Większość jest zdania, że to dobrze, iż w końcu rozprawiono się z dzikimi sprzedawcami na Wojska Polskiego.
- To wstyd żeby przy granicy sprzedawać towar na ziemi – mówi jeden z naszych Czytelników. – Jednak sposób w jaki to zrobiono pozostawia wiele do życzenia! To niedopuszczalne i niepotrzebne. Nie wiem czemu to miał służyć. To jakaś pokazówka.

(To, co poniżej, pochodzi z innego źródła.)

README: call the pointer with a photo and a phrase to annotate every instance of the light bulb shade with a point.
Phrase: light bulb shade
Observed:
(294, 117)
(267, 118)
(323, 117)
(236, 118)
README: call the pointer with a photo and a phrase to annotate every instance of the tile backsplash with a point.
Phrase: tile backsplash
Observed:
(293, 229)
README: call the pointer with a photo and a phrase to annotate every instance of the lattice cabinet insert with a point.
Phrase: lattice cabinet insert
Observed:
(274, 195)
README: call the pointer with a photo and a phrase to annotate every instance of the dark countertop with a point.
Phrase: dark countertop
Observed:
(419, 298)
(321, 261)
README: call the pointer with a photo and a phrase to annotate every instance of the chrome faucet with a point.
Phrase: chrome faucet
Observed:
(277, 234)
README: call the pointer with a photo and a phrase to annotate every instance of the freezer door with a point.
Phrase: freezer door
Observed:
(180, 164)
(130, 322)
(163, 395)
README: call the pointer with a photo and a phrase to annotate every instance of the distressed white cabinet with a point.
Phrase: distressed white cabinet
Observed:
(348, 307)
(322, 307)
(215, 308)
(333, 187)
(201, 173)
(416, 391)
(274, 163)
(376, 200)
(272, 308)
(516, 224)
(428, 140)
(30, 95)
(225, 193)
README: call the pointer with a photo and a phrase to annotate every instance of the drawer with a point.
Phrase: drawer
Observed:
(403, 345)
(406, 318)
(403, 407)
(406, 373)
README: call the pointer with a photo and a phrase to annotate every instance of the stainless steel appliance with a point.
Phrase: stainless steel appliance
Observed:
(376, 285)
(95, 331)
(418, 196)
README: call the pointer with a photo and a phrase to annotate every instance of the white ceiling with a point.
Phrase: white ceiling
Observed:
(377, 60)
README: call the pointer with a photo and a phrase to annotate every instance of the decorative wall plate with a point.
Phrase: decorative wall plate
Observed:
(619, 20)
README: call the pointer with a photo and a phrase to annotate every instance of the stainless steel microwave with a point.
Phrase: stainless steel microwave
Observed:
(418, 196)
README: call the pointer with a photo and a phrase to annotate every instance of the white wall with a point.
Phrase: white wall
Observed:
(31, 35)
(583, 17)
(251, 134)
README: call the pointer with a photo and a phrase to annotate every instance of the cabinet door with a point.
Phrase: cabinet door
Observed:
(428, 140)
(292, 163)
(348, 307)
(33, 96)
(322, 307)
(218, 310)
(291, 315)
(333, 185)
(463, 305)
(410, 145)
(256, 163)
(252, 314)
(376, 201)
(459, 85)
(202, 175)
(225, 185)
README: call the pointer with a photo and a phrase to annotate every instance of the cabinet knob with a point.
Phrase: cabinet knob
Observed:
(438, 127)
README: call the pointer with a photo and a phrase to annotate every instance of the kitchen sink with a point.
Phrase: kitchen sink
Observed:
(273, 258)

Tylko po co i dla kogo?!
Mieszkańcy podkreślają, że władze miasta nauczyły ludzi, że można nielegalnie handlować, tolerując ich przez kilka minionych lat.
- Dostawali śmiesznie małe mandaty raz na jakiś czas i to było ciche przyzwolenie na nielegalny handel a teraz nagle jakaś nagonka i akcja jak za minionych czasów… – mówi inny z mieszkańców.
A wyjście było bardzo proste. Najpierw należało porozmawiać z tymi ludźmi. Wyznaczyć inne miejsca z propozycją legalnego handlu. I dopiero dla tych, którzy nadal woleliby zarabiać nieuczciwie – wysokie mandaty i bezlitosna akcja.